且说甘氏的院子里,虽是聚集了许多人,可却并不见十分吵闹。

一则这非是喜宴,二则众人又都是各揣心思。或有三两个交头接耳的,说话也都极为小心。大家都养精蓄锐,等着新夫人出面时,全力应对,哪里还舍得浪费脑细胞和旁人虚与委蛇。是以,这说话声也渐渐的弱了下来。

屋内一时,除了轻轻浅浅的呼吸声,便是手刮茶碗的斯拉声,亦或是意料抖动略显清脆的声响。

花如瑾扶着蜜桃的手,不缓不急的穿过几个回廊,几个小桥,终于踏上了住院鹅卵石铺的小路上。

门口侍立的丫头正翘首以盼,见花如瑾和蜜桃来了,不等蜜桃上去说话。便有人转身进门自去通报,留下的则低眉顺眼的给花如瑾行了礼,悄无声息的打起了帘子。

许是因为屋内太静,所以那小丫头传报的声音显得格外洪亮。

花如瑾踏入屋内时,正巧听见那丫头传报的尾音。而也正是恰到好处的接受了众人投来的殷殷目光。

虽然被众人盯着,并非是第一次。可花如瑾心里还是有些紧张的,毕竟从前是在娘家,纵然是按潮涌动,可除了花盛瑾那个丧心病狂的,并没有人真心想要让她丧命。而如今她所在的地方,可没有一个人与她有血缘关系,且自己的娘家在这些人眼里,不值一提。她倒下了。对大多数人都有利。这里面每一双盯着她看的眼睛的主人,也许只有一两个稍稍希望她能够活下去。

花如瑾握着蜜桃的手心微微沁出汗来。
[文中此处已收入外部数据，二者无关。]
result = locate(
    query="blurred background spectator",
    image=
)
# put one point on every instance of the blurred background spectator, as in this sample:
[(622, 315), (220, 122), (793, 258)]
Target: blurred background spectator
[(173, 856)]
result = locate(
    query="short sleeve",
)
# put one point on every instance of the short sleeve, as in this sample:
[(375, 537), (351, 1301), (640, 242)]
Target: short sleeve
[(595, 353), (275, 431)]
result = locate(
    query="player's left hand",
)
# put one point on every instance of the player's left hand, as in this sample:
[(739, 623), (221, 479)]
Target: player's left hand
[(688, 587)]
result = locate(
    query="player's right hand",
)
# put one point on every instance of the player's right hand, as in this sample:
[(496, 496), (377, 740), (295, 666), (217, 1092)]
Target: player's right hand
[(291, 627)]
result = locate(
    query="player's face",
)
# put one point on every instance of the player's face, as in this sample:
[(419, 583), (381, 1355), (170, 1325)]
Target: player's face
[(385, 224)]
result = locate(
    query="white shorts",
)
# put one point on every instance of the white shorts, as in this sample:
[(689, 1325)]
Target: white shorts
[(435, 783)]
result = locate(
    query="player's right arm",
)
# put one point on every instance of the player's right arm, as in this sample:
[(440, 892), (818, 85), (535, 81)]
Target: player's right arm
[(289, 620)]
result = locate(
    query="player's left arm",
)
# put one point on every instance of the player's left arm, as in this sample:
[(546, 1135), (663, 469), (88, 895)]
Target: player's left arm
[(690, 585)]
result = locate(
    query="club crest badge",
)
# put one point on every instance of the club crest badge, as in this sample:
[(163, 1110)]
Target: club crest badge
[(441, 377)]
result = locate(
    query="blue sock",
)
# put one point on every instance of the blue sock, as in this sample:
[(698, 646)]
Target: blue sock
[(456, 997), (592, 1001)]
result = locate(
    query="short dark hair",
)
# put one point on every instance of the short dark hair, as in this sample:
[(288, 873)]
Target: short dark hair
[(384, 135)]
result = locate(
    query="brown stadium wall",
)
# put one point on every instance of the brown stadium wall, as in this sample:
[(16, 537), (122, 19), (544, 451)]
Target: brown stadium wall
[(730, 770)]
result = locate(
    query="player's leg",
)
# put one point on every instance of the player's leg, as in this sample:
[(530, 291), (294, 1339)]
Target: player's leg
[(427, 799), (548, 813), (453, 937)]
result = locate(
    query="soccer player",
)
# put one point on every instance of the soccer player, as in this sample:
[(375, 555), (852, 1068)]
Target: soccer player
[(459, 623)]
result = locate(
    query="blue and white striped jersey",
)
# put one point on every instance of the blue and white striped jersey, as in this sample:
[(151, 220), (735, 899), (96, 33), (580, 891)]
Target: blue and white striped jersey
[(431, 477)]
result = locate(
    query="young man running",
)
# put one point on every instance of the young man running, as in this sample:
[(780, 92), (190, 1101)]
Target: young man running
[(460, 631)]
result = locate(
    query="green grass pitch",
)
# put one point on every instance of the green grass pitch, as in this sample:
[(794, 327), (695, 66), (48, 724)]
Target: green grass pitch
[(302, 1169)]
蜜桃感觉到手心微微的湿凉之意,轻轻握了握花如瑾的手。虽不能在这样的情况下侧目去看花如瑾。但也要通过肢体语言来表达,她一直站在花如瑾的身边。同进同退,誓死效忠。

花如瑾感受到蜜桃手上的力度,心里稍稍安稳不少。也轻轻捏了回去,是以她自己已经收到了她所传达的意思。

蜜桃跟了她这么多年,一直尽心尽力。花如瑾嘴上不说。但都看在心里。日后一定要加倍的对蜜桃好,所谓忠仆义主,就该是她们两个这样才对。

主仆二人在众人的注视下一步一步的走了进来,虽然心里十分紧张

。可是看在众人眼里却是从容不迫。没有人不赞叹花如瑾临危不乱的从容,更没有不可惜,她如此少年守寡。

花如瑾就这么一步一步走到了甘氏的面前,一板一眼的给她行了礼。又借着她的引荐一一给没见过面的亲戚们见了礼,经过了这一顿折腾,方才按序齿在徐容修夫妻二人的上首坐下。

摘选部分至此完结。